Membre d’une coopérative de producteurs de la Région de Sikasso, Samuel Zonou est bien placé pour faire le point du travail des enfants dans les zones cotonnières, notamment dans la 3è région administrative du Mali où 95 % des paysans cultivent du coton. Il ne nie pas le phénomène même s’il assure qu’il est en baisse ces dernières années. Selon lui, les enfants sont utilisés surtout pour labourer, semer et récolter les champs de coton. Il lie le phénomène au manquer de bras valides et le sous-équipement de certaines familles. Mais, ces dernières années, le phénomène du travail des enfants est en baisse parce que, grâce aux campagnes d’information et de sensibilisation, les paysans commencent à comprendre que leurs enfants leur seront plus utiles instruits que brisés par de lourds travaux champêtres.

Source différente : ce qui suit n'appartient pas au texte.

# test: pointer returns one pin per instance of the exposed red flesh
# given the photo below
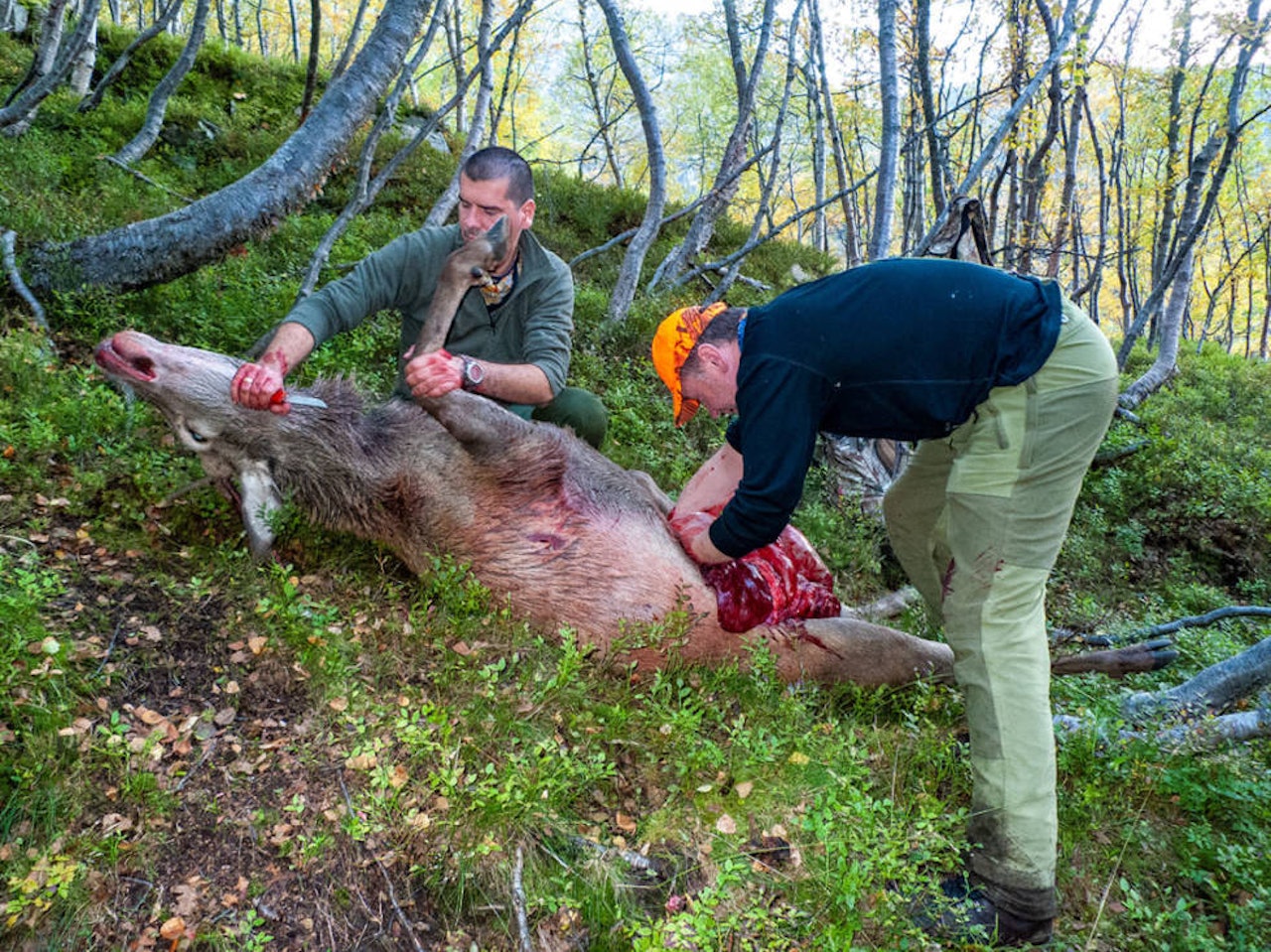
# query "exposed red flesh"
(784, 581)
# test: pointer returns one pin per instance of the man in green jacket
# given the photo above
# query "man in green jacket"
(509, 340)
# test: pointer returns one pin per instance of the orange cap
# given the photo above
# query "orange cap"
(672, 342)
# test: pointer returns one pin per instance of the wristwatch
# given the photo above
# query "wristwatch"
(473, 372)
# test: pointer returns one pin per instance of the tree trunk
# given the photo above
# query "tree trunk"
(155, 28)
(149, 132)
(926, 96)
(155, 250)
(721, 194)
(307, 100)
(1249, 41)
(1009, 119)
(770, 182)
(842, 166)
(446, 201)
(354, 33)
(17, 116)
(1165, 234)
(81, 70)
(599, 102)
(889, 148)
(628, 276)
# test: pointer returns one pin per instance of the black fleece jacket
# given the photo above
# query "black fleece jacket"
(903, 348)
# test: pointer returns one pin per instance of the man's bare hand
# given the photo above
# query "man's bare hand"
(434, 374)
(255, 384)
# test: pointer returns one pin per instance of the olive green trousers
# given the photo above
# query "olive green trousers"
(976, 520)
(573, 407)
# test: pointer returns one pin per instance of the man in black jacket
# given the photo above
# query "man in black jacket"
(1008, 388)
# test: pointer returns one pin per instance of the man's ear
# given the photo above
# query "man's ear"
(713, 357)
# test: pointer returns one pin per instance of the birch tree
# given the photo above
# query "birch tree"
(155, 250)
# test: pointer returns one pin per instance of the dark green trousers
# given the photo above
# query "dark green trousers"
(575, 408)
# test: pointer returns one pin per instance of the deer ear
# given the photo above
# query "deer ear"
(261, 501)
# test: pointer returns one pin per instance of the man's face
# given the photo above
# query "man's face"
(481, 204)
(713, 383)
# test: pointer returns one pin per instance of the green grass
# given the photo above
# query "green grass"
(259, 748)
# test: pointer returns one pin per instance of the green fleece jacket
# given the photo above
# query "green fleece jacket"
(531, 326)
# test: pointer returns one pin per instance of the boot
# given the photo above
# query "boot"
(963, 912)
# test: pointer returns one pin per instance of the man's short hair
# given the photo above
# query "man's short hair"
(495, 162)
(721, 330)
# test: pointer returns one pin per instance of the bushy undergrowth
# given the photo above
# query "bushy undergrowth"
(258, 750)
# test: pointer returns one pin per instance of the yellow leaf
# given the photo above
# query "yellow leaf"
(173, 929)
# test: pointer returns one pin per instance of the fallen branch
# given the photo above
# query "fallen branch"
(1214, 689)
(146, 180)
(1199, 620)
(388, 881)
(522, 923)
(1106, 458)
(10, 266)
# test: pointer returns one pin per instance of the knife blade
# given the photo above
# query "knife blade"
(296, 399)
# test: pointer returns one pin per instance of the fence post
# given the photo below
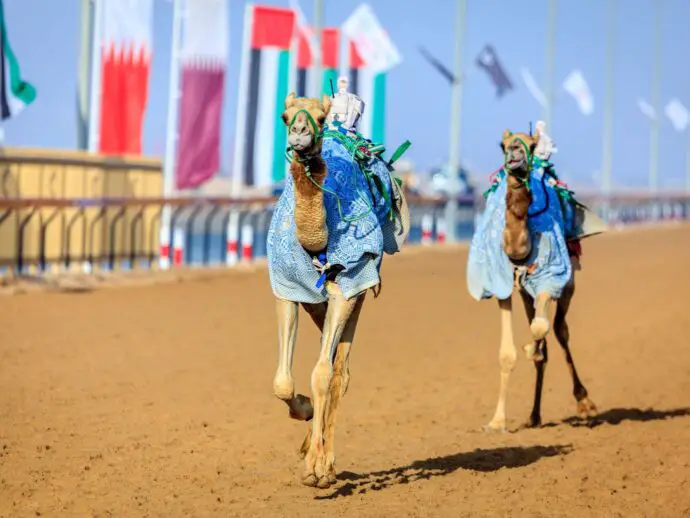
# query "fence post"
(164, 254)
(247, 241)
(178, 247)
(427, 227)
(232, 239)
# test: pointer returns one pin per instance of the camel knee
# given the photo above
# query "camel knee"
(507, 360)
(284, 387)
(321, 378)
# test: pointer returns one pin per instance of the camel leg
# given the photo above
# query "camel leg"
(339, 384)
(585, 406)
(337, 315)
(538, 352)
(283, 382)
(317, 312)
(507, 356)
(540, 322)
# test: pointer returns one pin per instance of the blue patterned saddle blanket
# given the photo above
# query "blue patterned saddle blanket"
(554, 218)
(358, 216)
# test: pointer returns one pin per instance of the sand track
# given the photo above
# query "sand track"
(157, 400)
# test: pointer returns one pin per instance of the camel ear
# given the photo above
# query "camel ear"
(290, 100)
(326, 101)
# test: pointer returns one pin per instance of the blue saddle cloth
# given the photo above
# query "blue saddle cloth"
(357, 247)
(551, 222)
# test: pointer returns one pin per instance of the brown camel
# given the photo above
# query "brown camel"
(336, 318)
(518, 149)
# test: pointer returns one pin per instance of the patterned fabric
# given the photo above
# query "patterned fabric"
(357, 247)
(490, 272)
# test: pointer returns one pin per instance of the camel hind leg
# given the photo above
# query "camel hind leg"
(585, 406)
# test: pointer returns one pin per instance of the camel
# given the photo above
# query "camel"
(326, 260)
(528, 238)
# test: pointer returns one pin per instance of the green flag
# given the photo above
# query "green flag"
(15, 94)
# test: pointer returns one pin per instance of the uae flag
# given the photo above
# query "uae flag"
(204, 56)
(370, 85)
(371, 54)
(125, 63)
(330, 49)
(261, 136)
(15, 94)
(305, 63)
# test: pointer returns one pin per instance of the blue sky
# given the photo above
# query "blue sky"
(45, 37)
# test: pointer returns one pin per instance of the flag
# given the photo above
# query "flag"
(488, 60)
(370, 54)
(264, 79)
(302, 52)
(646, 108)
(15, 94)
(440, 67)
(330, 48)
(125, 67)
(372, 42)
(204, 56)
(532, 87)
(677, 114)
(576, 86)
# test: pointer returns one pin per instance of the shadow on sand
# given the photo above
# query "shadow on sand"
(616, 416)
(477, 460)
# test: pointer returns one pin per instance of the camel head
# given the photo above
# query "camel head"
(304, 118)
(518, 149)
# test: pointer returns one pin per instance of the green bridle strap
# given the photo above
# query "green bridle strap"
(310, 119)
(528, 158)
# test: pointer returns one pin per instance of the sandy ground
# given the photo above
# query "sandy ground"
(157, 400)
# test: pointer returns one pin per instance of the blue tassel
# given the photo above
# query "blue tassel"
(322, 278)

La mécanisation amorcée ces dernières années contribue aussi à la réduction du travail des enfants dans les champs de coton. Selon M. Samuel, depuis plus de deux ans, le Bureau international du travail (BIT) finance des projets pour prévenir et lutter contre le phénomène dans les zones cotonnières. «Même s’il est timide, le changement est perceptible car la prise de conscience est réelle au point que, aujourd’hui, des coopératives répriment le travail des enfants. Les contrevenants sont amendés et les amendes prélevées sur leurs ventes du coton… Les enfants et les femmes sont également exclus de l’utilisation des produits toxiques…», a expliqué M. Samuel Zonou.
10 000 ENFANTS SAUVÉS
Le responsable de la Cellule nationale de lutte contre le travail des enfants, M. Thiam, a également confirmé cette prise de conscience qui est la conséquence du travail d’information et de sensibilisation du gouvernement et de ses partenaires comme le BIT et des ONG. Cette sensibilisation a ainsi touché au moins 8.353 acteurs (paysans, leaders communautaires…). Tout comme 995 enfants ont été touchés par ces campagnes. «10 000 enfants ont été ainsi sauvés des pires formes du travail.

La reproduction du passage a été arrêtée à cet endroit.